Testing is a measurement of individual student progress. That’s it.
A few questions of my own that come to mind:
In the elementary grades, standardized tests only test reading and math. Are those the only things we care about our children learning? What about history? What about art? What about the relationship between math and art…or history and literature…or governments and peoples?
How does one measure the teacher who is able to engage a student who previously hated school?
How does on measure kindergarten teachers' performance? What about French teachers? Band teachers? Most of the teachers are Ridgewood High School could not be judged by student performance on state tests.
How do we account for all the many influences on a child’s performance on standardized tests (or on their learning, for that matter): parenting, economics, nutrition, mental health, family dynamics, the behavior and attitudes of other children in the class...all these things influence learning – and cannot be influenced by a teacher. Yet the teacher will be judged by scores, which these things have also influenced?
Another problem -- massive educational data systems are years away. States -- especially New Jersey -- are not equipped to produce reliable, accurate and secure longitudinal data on students and teachers. Is there some work that could be done FIRST to create better tests and to manage the data required to use them most efficiently?

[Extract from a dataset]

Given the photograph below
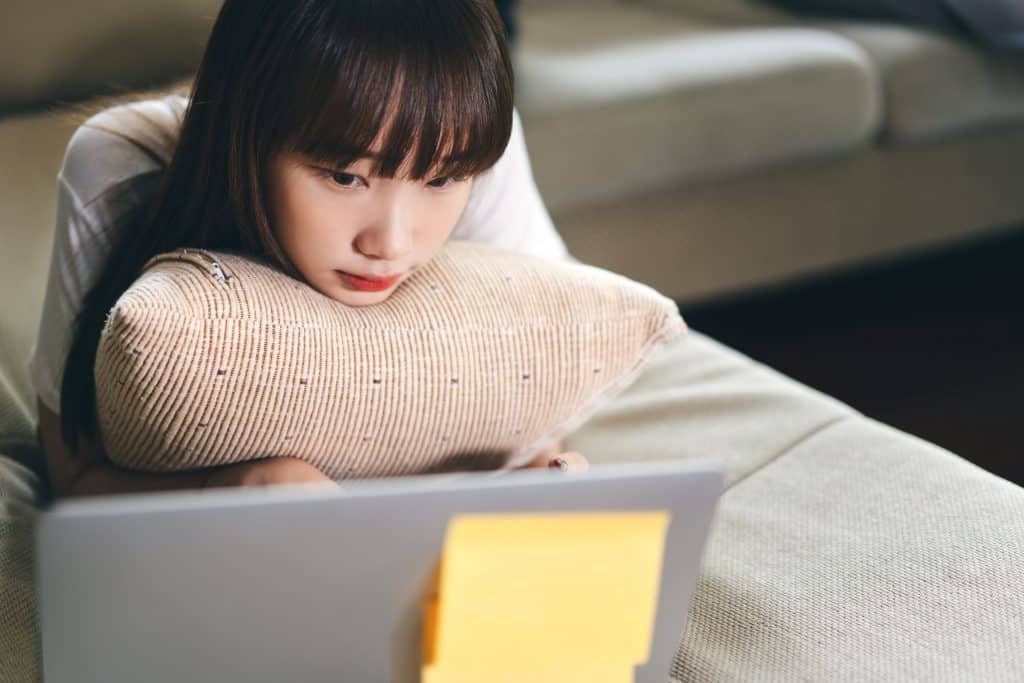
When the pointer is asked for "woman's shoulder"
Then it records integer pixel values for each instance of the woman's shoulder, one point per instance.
(119, 143)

And finally, there's the logistics and process, which I’m quoting from Diane Ravitch:
“I have been trying to figure out how a school would function if the advocates of tying test scores to teacher evaluation prevail. At least three years of data would be needed, though five years would be better. At the end of the three-to-five years, the teachers who did not get gains would be fired and replaced by teachers who have no track record at all. Every year, a new group of teachers who had not produced gains would be fired, and another untested group of teachers would take their place. Most teachers, as MacInnes points out, would be exempt because they don't teach reading or math. But for the unfortunate minority who do teach the tested subjects, there would be an annual game of musical chairs. There would be constant churn, with untried teachers thrown into the trenches. Some might make it (though it will take three years or more to be sure), but many will be ousted. Does any other profession work this way?”
Those are some of my concerns.
Laurie, I think you bring up many good points.
1. Regarding testing you said "Testing is a measurement of individual student progress." Exactly. That is why there should be a push for massive educational databases. The reforms can begin, but teacher evaluations and pay based on these systems should wait till good data is available.
2. Teacher efficacy should be not be based upon whether students pass a test, but on how much the student has improved during the year - value-added. Over 5 years, you will see that some teachers add a lot of value to their students, some very little.
3. Actually, there are professions that work with this kind of churn.
Look at sales reps - if they go out on the road and aren't bringing back business when others are, first their commissions dry up, then their jobs. Bond traders, stock brokers same thing. Of course those professions pay their top talent big bucks for the risk of high performance versus being let go. If a sales rep goes looking for a new job maybe they want to be closer to home or whatever. If a teacher gets let go for low added-values, can I assume it will be a matter of public record? Will we really pay big bucks for stellar performance? Young people will consider this when thinking about a teaching career.